Not really. More like 15 highway projects the highway industry and their lobbyists want. The list is offered unquestioningly by Dallas Business Journal's Nicholas Sakelaris.
There are two numbers buried in this story that suggest to me that maybe we ought to be rethinking our dependence on highways to, as Sakelaris puts it, "keep the economy rolling."
Sakelaris doesn't supply the first number. It needs to be calculated from the numbers that Sakelaris does supply: the amount of money needed for each individual project. Add up all fifteen projects and the sum total of money needed is $23 billion.

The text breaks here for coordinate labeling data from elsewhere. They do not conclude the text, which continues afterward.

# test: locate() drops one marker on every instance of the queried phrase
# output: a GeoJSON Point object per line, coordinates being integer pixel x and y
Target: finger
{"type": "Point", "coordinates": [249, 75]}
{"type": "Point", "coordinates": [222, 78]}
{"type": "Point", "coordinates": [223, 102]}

Where is the money going to come from? Sakelaris offers this: "Voters did approve Proposition 1, which allocates more than $1 billion a year for highway projects." That's for all of Texas, mind you. North Texas will get only a fraction of that $1 billion/year. At that rate, it could take a century to pay for those fifteen projects that Sakelaris says North Texas needs now. And if North Texas continues to grow by sprawl like it has in the past, how many more highway projects will be needed before then? Needless to say, that $1 billion/year is nowhere near enough to close the funding gap.
Like I said, maybe we ought to be rethinking our dependence on highways. Maybe we ought to be developing a new urbanism that emphasizes more compact, mixed-use communities that reduce demand on the automobile to get to work places, shops and recreation; one with communities with increased density and an interconnected street grid that accommodates smarter transportation choices; one where we maintain existing streets, not just build new ones. Perhaps we could lead the way to a new age, an age of rebirth, a renaissance, ... Naaaaaahhh!